Ne var ki, karma ekonomiye dayalı yeniden bölüşüm politikalarının üstesinden gelme ihtimali bulunmayan sorunların yarattığı hoşnutsuzluklar, devrim karşıtı güçlerin sürekli müdahale ve istismar konusunu oluşturuyor. Nitekim Chávez hükümetinin 2008 anayasa referandumunda uğradığı ilk seçim yenilgisi, mevcut koşullardaki kitle desteğinin yaratılan tüm birikime rağmen akışkan bir karaktere sahip olduğunu gösterdi.
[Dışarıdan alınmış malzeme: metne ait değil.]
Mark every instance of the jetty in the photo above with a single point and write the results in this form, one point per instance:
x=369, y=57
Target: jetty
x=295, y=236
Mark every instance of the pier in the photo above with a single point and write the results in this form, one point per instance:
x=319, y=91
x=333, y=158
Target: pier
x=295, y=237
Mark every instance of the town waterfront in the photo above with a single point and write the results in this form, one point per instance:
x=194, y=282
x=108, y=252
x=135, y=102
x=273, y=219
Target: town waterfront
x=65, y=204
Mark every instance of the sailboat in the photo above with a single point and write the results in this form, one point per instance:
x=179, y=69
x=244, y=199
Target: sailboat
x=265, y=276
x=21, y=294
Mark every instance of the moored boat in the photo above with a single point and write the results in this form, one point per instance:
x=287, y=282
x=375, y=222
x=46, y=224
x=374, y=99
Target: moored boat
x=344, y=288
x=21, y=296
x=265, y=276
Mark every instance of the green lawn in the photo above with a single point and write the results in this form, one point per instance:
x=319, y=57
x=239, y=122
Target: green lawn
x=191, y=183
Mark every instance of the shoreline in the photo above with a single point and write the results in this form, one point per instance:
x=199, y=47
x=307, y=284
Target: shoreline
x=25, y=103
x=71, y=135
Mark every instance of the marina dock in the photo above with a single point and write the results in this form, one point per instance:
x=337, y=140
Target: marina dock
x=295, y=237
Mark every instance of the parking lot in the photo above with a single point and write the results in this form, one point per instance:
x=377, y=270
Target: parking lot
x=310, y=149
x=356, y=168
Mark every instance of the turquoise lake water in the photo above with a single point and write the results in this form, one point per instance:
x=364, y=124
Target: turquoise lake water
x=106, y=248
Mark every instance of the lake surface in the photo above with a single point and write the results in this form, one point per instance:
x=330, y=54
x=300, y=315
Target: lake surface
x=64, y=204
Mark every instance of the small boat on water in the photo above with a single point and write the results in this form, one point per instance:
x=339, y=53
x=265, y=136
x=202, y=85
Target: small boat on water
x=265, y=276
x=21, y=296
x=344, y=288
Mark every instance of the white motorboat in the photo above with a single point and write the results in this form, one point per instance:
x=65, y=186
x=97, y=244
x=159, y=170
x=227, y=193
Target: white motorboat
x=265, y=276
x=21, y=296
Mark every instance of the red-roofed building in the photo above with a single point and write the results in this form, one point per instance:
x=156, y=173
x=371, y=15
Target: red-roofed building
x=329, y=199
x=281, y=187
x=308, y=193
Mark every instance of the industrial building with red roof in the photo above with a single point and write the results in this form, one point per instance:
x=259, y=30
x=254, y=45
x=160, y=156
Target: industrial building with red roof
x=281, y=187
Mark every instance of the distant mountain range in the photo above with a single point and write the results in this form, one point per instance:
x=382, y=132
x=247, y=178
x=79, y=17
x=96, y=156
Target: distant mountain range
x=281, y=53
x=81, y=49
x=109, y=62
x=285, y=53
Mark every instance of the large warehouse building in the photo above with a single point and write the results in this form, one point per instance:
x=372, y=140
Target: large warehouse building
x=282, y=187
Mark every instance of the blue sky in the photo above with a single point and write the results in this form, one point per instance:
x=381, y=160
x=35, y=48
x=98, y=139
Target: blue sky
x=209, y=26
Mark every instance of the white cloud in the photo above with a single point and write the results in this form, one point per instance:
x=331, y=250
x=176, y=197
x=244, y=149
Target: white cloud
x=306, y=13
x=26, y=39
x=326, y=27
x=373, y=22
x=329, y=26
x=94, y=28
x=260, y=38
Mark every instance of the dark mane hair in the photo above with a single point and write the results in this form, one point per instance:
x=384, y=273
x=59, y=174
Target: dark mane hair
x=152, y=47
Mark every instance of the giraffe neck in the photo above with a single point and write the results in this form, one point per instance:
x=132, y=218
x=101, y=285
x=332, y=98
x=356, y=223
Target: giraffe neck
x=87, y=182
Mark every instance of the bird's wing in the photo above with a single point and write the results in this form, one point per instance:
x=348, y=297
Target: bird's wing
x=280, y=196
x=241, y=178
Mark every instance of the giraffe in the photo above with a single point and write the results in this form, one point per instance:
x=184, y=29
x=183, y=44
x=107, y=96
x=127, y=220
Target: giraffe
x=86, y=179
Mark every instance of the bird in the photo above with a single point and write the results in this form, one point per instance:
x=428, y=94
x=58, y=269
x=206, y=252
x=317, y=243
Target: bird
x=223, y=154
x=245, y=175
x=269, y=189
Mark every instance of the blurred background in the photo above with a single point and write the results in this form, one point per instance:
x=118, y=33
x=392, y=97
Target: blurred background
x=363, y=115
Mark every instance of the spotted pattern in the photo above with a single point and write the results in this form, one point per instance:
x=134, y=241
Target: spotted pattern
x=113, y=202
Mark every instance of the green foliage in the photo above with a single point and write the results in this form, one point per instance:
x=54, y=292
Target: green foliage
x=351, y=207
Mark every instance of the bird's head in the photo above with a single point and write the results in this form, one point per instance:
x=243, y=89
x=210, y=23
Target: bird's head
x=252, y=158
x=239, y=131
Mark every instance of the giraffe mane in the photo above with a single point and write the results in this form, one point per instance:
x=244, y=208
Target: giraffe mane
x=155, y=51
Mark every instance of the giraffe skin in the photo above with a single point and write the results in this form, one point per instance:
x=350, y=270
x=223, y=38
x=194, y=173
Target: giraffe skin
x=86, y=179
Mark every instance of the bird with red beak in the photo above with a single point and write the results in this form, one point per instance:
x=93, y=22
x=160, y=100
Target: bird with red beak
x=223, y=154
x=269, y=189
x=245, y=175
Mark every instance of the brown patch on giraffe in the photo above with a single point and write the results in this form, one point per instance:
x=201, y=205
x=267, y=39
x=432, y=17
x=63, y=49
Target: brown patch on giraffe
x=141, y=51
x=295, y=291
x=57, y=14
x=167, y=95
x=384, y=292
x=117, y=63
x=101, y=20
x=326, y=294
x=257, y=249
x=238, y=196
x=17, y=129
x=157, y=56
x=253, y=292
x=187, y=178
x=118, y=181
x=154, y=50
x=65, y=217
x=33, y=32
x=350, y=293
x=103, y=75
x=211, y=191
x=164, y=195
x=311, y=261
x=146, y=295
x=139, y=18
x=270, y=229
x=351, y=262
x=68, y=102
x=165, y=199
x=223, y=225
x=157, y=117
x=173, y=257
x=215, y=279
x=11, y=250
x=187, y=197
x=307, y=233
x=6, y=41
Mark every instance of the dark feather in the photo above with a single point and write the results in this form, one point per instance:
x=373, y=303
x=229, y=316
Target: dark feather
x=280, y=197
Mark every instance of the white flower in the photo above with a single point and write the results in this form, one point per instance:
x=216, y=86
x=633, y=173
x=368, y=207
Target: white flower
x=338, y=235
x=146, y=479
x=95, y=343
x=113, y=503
Diğer yandan, devlet aygıtının kalbine yönelinmediği sürece yeterli tahkimata kavuşması mümkün görünmeyen paralel örgütlenmelerde ortaya çıkması muhtemel yorgunluk da yine eldeki çok değerli birikimi erozyona uğratma tehlikesini barındırıyor.

Devrim sürecini bekleyen önemli görev
Küresel krizin etkilerinin ve artan emperyalist saldırganlığın ilmeği daralttığının farkında olan Chávez hükümeti, genel seçimlerin de gerçekleştirileceği 2010 yılında devrim sürecinin zorlu bir dönemeçten geçmek üzere olduğunun bilincinde görünüyor.

Venezuela Birleşik Sosyalist Parti’nin (PSUV) ikinci kongresinin bu yıl sonuna planlanması ve Chávez tarafından gündeme getirilen 5. Enternasyonal tartışması devrimci sürecin hem içeride hem de dışarıda konsolide edilmesi ihtiyacının yakıcılığını hissettirmekte olmasına bağlanabilir.

Diğer yandan, hem PSUV kongresinin hem de 5. Enternasyonal tartışmalarının, derinleştirilmesi hedeflenen devrim sürecinin programatik hattında belirgin bir değişikliği gündeme getirip getirmeyeceği konusu henüz belirsizliğini koruyor.

Söz konusu belirsizliğin devrimci öznenin niyetlerinden başka ve son derece nesnel sebepleri olduğu konusunda kuşku yok. Bununla birlikte, niyet yani devrimci program belirginleştirilmeden nesnel başka faktörlere müdahale edebilmenin de yolu bulunmuyor.

Sınıflar mücadelesinin ekonomik düzlemde ve emperyalist müdahaleler bağlamında izleyeceği seyir, Bolivarcı devrim programının daha açık bir sınıfsal içerikle berraklaştırılmasından başka bir seçeneğe uzun süre yaşam hakkı tanıyacakmış gibi görünmüyor.

Bu bağlamda, esas itibariyle bölüşüm politikalarına dayanan mevcut ekonomik modelin yerini sermaye hâkimiyetine kararlılıkla son verecek bir sosyalizm programına bırakması ve devlet aygıtının mevcut ikilikleri ortadan kaldıracak ve iktidarı emekçi sınıflar elinde tekleştirecek köklü bir dönüşüme uğratılması niyetinin ortaya konması Bolivarcı devrim açısından da yaşamsal görünüyor.